La Caisse d’Épargne maintient la gratuité des frais de succession pour les mineurs

La Caisse d’Épargne a réaffirmé sa décision de ne pas facturer de frais de succession sur les comptes des mineurs décédés, malgré un changement législatif récent. Ce choix s’inscrit dans un contexte où la loi, depuis le 20 juin 2026, permet aux banques d’appliquer de tels frais dans certaines conditions.

EN BREF

  • La Caisse d’Épargne continue de ne pas facturer de frais de succession pour les mineurs.
  • Cette décision survient après l’annulation par le Conseil constitutionnel de la loi interdisant ces frais.
  • Les frais de succession varient selon les établissements et peuvent affecter les ayants droit.

Cette annonce est d’autant plus significative que la Caisse d’Épargne avait elle-même contesté la loi encadrant ces frais devant le Conseil constitutionnel. L’établissement bancaire a déclaré, dans un communiqué relayé par MoneyVox, qu’il respecterait sa politique actuelle malgré des modifications législatives qui lui permettent désormais d’imposer des frais.

Les frais de succession représentent les sommes prélevées par les banques pour couvrir les démarches administratives liées à la succession d’un défunt.

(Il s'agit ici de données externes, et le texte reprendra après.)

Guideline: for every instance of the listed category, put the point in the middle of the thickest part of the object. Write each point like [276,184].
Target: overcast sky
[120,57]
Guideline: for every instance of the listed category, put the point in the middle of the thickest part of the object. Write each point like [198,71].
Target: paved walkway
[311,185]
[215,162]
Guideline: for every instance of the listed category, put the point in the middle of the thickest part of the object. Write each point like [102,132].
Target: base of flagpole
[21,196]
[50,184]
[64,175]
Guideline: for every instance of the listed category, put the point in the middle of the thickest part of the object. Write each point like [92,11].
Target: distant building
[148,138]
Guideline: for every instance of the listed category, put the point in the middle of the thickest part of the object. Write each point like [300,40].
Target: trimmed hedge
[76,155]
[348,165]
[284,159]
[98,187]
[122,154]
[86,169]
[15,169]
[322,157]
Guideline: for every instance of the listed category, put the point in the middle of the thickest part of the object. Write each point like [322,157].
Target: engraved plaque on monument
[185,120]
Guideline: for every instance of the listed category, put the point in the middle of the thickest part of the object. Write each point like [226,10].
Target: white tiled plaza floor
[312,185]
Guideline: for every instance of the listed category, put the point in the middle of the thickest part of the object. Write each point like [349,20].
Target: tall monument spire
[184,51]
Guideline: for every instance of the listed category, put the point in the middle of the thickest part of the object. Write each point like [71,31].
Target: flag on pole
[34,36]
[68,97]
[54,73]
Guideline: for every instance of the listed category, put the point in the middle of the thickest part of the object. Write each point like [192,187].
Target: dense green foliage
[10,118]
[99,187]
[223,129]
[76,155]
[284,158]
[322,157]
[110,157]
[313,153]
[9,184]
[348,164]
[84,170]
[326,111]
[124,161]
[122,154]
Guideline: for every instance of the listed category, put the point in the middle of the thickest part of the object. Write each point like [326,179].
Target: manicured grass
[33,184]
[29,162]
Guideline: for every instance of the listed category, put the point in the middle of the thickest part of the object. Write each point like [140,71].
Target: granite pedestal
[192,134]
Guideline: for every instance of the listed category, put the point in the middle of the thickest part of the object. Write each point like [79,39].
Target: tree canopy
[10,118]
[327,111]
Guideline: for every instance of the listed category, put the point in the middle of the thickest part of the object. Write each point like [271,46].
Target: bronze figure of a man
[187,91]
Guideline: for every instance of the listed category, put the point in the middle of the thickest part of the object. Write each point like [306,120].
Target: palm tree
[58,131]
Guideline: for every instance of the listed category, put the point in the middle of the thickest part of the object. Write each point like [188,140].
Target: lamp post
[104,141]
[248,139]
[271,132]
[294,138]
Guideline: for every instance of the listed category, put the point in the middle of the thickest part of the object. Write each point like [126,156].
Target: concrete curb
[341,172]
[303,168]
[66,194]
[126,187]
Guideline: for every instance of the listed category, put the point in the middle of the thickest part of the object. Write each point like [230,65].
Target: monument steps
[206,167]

Traditionnellement, ces frais pouvaient varier considérablement d’une banque à l’autre, rendant la question de leur légitimité particulièrement sensible. La situation a été exacerbée par une affaire médiatisée impliquant des parents qui avaient contesté des frais de 140 euros prélevés sur le Livret A de leur fils, décédé d’un cancer.

En réponse à cette problématique, une loi votée à l’unanimité par le Parlement le 13 novembre 2025 avait introduit des restrictions sur l’application de ces frais. Elle stipulait que ceux-ci ne pouvaient pas être appliqués pour les comptes de mineurs, pour des successions inférieures à 5 965 euros, ou lorsque les ayants droit étaient connus et que la succession ne présentait pas de difficulté.

Néanmoins, la Caisse d’Épargne Grand Est Europe a déposé une question prioritaire de constitutionnalité (QPC) en contestant cette loi. Le Conseil constitutionnel a rendu sa décision le 19 juin 2026, annulant les dispositions de gratuité obligatoire pour les frais de succession, considérant qu’elles constituaient une atteinte disproportionnée à la liberté d’entreprendre.

Suite à cette décision, la Caisse d’Épargne a exprimé sa satisfaction, soulignant que la liberté des banques de déterminer leurs conditions commerciales était ainsi réaffirmée. Cependant, l’établissement a confirmé son engagement à ne pas facturer les frais de succession pour les comptes des mineurs, affichant une volonté de maintenir une approche éthique dans le traitement des successions.

Ce choix pourrait influencer d’autres établissements bancaires à suivre une voie similaire, plaçant ainsi la question des frais de succession au cœur des préoccupations des familles confrontées à la perte d’un proche. La Caisse d’Épargne semble vouloir se démarquer en préservant un service sans frais pour les plus jeunes, une décision qui pourrait renforcer sa réputation auprès de sa clientèle.

Dans un contexte où la transparence et l’intégrité des pratiques bancaires sont de plus en plus scrutées, cette position pourrait s’avérer stratégique pour l’établissement. De nombreuses familles font face à des défis émotionnels et financiers lors de la gestion des successions, et la décision de la Caisse d’Épargne d’aligner ses valeurs sur les attentes sociales pourrait lui apporter un avantage concurrentiel indéniable.

À mesure que les débats autour des frais bancaires continuent d’évoluer, il sera intéressant de suivre les réactions des autres banques face à cette initiative. La question de la gestion des successions des mineurs pourrait ainsi devenir un sujet central des discussions sur la responsabilité sociale des établissements bancaires.